Maybe that's true for absolute arm-chair-engineering outsiders (like me) but these models are in training for months, training data is probably being prepared year(s) in advance. These models have a knowledge cut-off in 2024 - so they have been in training for a while. There's no way sama did not have a good idea that this non-COT was in the pipeline 2 months ago. It was probably finished training then and undergoing evals.
Maybe
1. he's just doing his job and hyping OpenAI's competitive advantages (afair most of the competition didn't have decent COT models in Feb), or
2. something changed and they're releasing models now that they didn't intend to release 2 months ago (maybe because a model they did intend to release is not ready and won't be for a while), or
3. COT is not really as advantageous as it was deemed to be 2+ months ago and/or computationally too expensive.
With new hardware from Nvidia announced coming out, those months turn into weeks.
I doubt it's going to be weeks, the months were already turning into years despite Nvidia's previous advances.
(Not to say that it takes openai years to train a new model, just that the timeline between major GPT releases seems to double... be it for data gathering, training, taking breaks between training generations, ... - either way, model training seems to get harder not easier).
GPT Model | Release Date | Months Passed Between Former Model
GPT-1 | 11.06.2018
GPT-2 | 14.02.2019 | 8.16
GPT-3 | 28.05.2020 | 15.43
GPT-4 | 14.03.2023 | 33.55
[1]https://www.lesswrong.com/posts/BWMKzBunEhMGfpEgo/when-will-...
The capabilities and general utility of the models are increasing on an entirely different trajectory than model names - the information you posted is 99% dependent on internal OAI processes and market activities as opposed to anything to do with AI.
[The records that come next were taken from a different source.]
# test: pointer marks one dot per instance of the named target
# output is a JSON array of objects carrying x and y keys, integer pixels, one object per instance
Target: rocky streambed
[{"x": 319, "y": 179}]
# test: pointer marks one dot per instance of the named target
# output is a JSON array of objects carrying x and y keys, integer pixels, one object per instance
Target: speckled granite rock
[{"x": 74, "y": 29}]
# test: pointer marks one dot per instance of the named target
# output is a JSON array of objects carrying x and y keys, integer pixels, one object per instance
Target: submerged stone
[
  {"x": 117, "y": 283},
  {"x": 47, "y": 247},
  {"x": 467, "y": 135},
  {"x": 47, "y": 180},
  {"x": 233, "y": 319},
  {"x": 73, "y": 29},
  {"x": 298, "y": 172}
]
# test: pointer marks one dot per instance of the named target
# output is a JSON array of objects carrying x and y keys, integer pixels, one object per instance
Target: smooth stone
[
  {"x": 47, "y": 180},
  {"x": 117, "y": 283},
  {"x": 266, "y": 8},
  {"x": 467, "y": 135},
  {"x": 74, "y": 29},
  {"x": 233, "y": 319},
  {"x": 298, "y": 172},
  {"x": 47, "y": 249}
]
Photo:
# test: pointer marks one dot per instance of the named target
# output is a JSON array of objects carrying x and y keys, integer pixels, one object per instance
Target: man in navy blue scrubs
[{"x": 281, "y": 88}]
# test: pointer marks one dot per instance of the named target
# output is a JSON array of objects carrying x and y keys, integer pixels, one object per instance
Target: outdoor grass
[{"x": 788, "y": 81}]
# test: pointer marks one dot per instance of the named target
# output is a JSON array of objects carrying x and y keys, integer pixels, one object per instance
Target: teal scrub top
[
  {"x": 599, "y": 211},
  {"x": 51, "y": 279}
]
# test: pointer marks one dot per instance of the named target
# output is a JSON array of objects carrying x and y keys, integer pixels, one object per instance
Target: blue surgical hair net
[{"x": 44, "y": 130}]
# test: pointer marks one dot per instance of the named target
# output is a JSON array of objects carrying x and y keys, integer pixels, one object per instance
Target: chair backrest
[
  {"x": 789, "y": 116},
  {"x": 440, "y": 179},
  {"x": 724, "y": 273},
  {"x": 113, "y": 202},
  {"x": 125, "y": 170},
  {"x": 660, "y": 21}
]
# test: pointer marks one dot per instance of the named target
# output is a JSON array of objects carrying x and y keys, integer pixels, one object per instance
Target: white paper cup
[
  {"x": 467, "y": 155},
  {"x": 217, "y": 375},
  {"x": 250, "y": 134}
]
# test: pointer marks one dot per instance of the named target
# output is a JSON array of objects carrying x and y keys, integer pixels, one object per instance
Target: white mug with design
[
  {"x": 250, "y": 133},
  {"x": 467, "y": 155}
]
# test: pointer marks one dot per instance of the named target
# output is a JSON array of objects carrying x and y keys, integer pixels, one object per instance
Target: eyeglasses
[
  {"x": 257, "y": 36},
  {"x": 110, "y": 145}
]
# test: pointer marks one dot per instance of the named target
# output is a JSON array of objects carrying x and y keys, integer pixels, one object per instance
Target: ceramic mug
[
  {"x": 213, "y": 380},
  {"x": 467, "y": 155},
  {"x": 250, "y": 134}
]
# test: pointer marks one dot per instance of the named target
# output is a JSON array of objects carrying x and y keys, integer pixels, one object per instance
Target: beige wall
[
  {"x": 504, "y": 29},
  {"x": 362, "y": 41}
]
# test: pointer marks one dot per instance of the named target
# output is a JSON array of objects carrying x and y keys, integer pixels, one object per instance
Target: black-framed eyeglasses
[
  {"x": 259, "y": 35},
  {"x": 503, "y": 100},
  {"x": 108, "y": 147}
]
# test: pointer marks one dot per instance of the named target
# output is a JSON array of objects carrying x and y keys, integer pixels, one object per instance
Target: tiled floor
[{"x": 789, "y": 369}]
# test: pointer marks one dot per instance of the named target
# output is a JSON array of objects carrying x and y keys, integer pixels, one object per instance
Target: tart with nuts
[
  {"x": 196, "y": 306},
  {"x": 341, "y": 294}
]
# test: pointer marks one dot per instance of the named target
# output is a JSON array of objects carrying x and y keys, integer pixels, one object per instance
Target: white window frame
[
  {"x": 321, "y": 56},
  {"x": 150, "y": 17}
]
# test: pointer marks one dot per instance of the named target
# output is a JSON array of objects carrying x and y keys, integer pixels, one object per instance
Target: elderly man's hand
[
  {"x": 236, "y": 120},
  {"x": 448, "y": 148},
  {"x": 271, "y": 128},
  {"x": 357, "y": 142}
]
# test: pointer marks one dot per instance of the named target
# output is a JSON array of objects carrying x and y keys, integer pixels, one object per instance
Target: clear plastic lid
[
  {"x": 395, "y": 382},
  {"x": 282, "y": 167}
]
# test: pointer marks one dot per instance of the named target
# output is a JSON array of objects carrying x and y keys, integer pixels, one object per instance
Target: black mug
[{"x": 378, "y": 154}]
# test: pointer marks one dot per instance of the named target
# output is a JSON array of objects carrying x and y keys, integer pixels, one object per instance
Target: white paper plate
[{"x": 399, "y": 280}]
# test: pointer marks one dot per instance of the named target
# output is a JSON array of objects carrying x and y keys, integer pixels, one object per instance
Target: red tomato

I'm talking more broadly, as well, including consideration of audio, video, and image modalities, general robotics models, and the momentum behind applying some of these architectures to novel domains. Protocols like MCP and automation tooling are rapidly improving, with media production and IT work rapidly being automated wherever possible. When you throw in the chemistry and materials science advances, protein modeling, etc - we have enormously powerful AI with insufficient compute and expertise to apply it to everything we might want to. We have research being done on alternate architectures, and optimization being done on transformers that are rapidly reducing the cost/performance ratio. There are models that you can run on phones that would have been considered AGI 10 years ago, and there doesn't seem to be any fundamental principle decreasing the rate of improvement yet. If alternate architectures like RWKV get funded, there might be several orders of magnitude improvement with relatively little disruption to production model behaviors, but other architectures like text diffusion could obsolete a lot of the ecosystem being built up around LLMs right now.
There are a million little considerations pumping transformer LLMs right now because they work and there's every reason to expect them to continue improving in performance and value for at least a decade. There aren't enough researchers and there's not enough compute to saturate the industry.
Fair point, I guess my question is how long it would take them to train GPT-2 on the absolute bleedingest generation of Nvidia chips vs what they had in 2019, with the budget they have to blow on Nvidia supercomputers today.